Mediante Auto Definitivo de 6 de febrero de 2012, pronunciada por el Juez Décimo Tercero de Partido en lo Civil y Comercial, se declaró improbado el incidente de oposición al desapoderamiento del inmueble registrado en DD.R., bajo la matrícula 7.01.1.06.0044042, estableciendo que se alteró lo regulado por el art. 45 de la Ley de Abreviación Procesal Civil y de Asistencia Familiar, de 28 de julio de 1999 (LAPCAF), por ser incongruente, ya que admitió la existencia de dos bienes inmuebles distintos, cada una con su propia matrícula en el registro de DD.RR., la matrícula 7012010005936 que corresponde al adjudicatario se originó en una documentación agraria falsa del departamento de Tarija, faltando al principio de la verdad material, incurriendo en una contradicción, al mencionar que aunque se trate de un derecho inmobiliario distinto, se debió demostrar que su derecho propietario fue inscrito con anterioridad al embargo.

El Juez demandado efectuó una fusión de derechos, lo cual debió efectuarse en un proceso contradictorio, no en la Resolución de un incidente, lo cual fue una arbitrariedad que consideró como válido el acta de embargo, puesto que no se insertó un inventario enumerativo de los bienes embargados conforme ordena el art. 501 inc. 1) del Código de Procedimiento Civil (CPC).
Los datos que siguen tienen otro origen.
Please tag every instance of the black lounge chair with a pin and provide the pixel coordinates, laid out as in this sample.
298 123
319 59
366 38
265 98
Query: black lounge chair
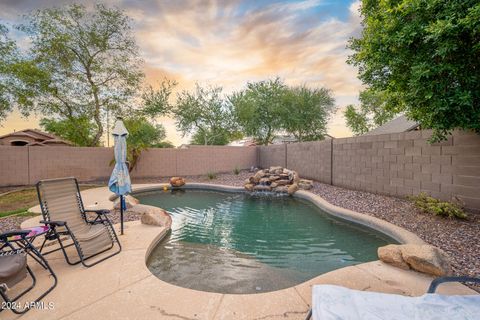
63 211
14 269
382 309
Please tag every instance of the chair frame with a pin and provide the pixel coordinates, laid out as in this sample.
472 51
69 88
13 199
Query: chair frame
23 245
53 234
433 285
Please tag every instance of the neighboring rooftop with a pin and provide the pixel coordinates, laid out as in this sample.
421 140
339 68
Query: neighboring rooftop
399 124
32 137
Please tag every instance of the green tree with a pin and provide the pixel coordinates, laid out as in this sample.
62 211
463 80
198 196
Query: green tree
18 77
423 54
219 140
205 113
90 61
258 109
80 131
305 112
373 112
156 101
163 144
142 135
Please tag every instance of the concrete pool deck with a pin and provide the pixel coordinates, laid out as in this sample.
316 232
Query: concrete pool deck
123 288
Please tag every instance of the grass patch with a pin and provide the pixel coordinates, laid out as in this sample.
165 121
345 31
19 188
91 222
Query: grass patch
18 202
437 207
211 175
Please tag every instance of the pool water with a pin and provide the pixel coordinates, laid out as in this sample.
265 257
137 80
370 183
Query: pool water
241 243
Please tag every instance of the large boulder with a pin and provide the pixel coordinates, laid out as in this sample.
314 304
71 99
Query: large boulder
262 188
130 201
292 188
281 189
249 186
392 254
305 184
152 215
423 258
274 170
265 181
177 182
282 182
276 179
427 259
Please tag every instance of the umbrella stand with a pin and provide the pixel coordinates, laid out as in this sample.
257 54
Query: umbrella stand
121 214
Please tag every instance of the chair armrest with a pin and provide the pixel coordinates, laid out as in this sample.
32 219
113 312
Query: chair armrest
99 211
54 223
436 282
22 233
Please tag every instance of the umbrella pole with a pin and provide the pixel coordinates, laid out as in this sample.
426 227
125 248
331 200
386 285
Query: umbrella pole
121 215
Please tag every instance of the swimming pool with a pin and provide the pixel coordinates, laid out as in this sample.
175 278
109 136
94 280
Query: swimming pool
242 243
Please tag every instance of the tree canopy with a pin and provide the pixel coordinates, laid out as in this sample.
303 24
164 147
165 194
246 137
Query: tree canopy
424 56
258 109
142 134
205 114
371 113
80 131
305 112
89 62
269 107
18 77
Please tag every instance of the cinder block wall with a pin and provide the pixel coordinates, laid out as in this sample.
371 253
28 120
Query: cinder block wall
274 155
13 166
312 160
404 164
27 165
393 164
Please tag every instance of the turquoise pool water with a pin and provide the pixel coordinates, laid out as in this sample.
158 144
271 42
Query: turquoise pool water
241 243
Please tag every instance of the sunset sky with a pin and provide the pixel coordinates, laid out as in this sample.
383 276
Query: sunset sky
228 43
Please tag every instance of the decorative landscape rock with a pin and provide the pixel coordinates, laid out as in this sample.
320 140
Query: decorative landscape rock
177 182
427 259
423 258
292 188
277 179
392 254
130 201
305 184
152 215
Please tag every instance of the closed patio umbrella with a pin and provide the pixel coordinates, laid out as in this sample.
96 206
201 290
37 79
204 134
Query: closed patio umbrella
119 182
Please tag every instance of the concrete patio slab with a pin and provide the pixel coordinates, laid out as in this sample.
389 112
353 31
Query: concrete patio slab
122 287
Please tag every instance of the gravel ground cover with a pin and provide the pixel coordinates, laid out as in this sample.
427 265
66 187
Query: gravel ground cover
459 238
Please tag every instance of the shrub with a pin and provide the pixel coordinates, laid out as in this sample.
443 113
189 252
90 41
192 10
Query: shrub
437 207
211 175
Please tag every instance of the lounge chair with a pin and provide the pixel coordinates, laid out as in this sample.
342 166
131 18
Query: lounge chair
334 302
63 210
14 269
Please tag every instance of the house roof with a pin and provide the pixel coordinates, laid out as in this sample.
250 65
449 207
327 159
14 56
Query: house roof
399 124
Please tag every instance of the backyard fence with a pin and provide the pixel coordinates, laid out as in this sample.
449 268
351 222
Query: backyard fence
27 165
397 164
393 164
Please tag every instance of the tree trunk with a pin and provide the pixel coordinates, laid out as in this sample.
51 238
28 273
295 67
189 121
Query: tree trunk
99 133
96 115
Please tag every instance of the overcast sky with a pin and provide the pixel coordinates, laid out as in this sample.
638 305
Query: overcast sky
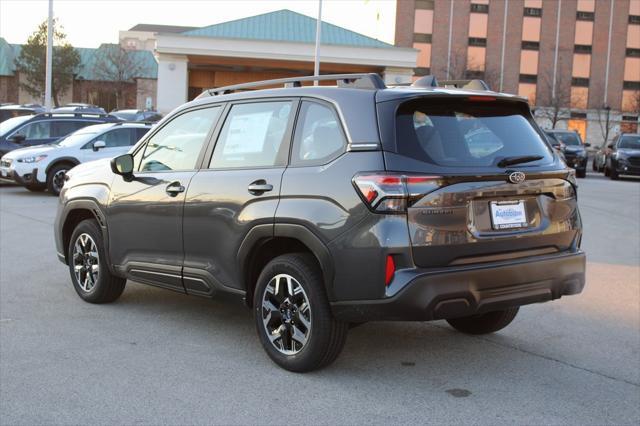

El Auto de Vista de 2 de mayo de 2012, dictado por la Sala Civil Primera del Tribunal Departamental de Justicia, que resolvió la apelación, incurrió en las mismas contradicciones que el Juez de primera instancia, realizando un examen sesgado del proceso, ya que no aplicó a cabalidad el principio de verdad material contenido en el art. 180.II de la Constitución Política del Estado (CPE).

Contra el Auto de Vista de 2 de mayo de 2012, interpuso complementación y enmienda, la que fue resuelta el 11 de junio de “2011” (2012), resolución que no atendió los puntos observados en el memorial presentado el 6 de junio del año señalado, por lo que tanto el Juez a quo como el ad quem se apartaron de lo establecido en el art. 45 de la LAPCAF, ya que los documentos que acreditan su derecho propietario, que son con fecha cierta y anteriores a los documentos base de la ejecución forzada, comprando el inmueble el 1 de octubre de 1998, documento de compra venta, que fue reconocido el 26 de octubre de 1998, a esa fecha no existió ningún embargo, siendo un inmueble alodial.

Denunció que el Auto Definitivo de 6 de febrero de 2012, dictado por el Juez Décimo Tercero de Partido en lo Civil y Comercial y el Auto de Vista de 2 de mayo de 2012, pronunciado por la Sala Civil Primera del Tribunal Departamental de Justicia de Santa Cruz, carecen de motivación y fundamentación, toda vez que no respetaron el principio de congruencia y pertinencia establecida por el art. 236 del CPC, puesto que las autoridades demandadas otorgaron más de lo pedido por el adjudicatario, así como no existió correlación entre lo demandado y lo que se pretende ejecutar.

Finalmente señaló, que el principio de subsidiariedad tiene su excepción en el principio de inmediatez, el que se aplica cuando hay riesgo de ocasionar un grave daño, como el hecho de no ser parte de un proceso, pretendiéndose confiscar los bienes de su representada con un daño irreparable, lo cual no podrá ser restituido ni reparado por ningún medio, por lo que pide se conceda la tutela invocada.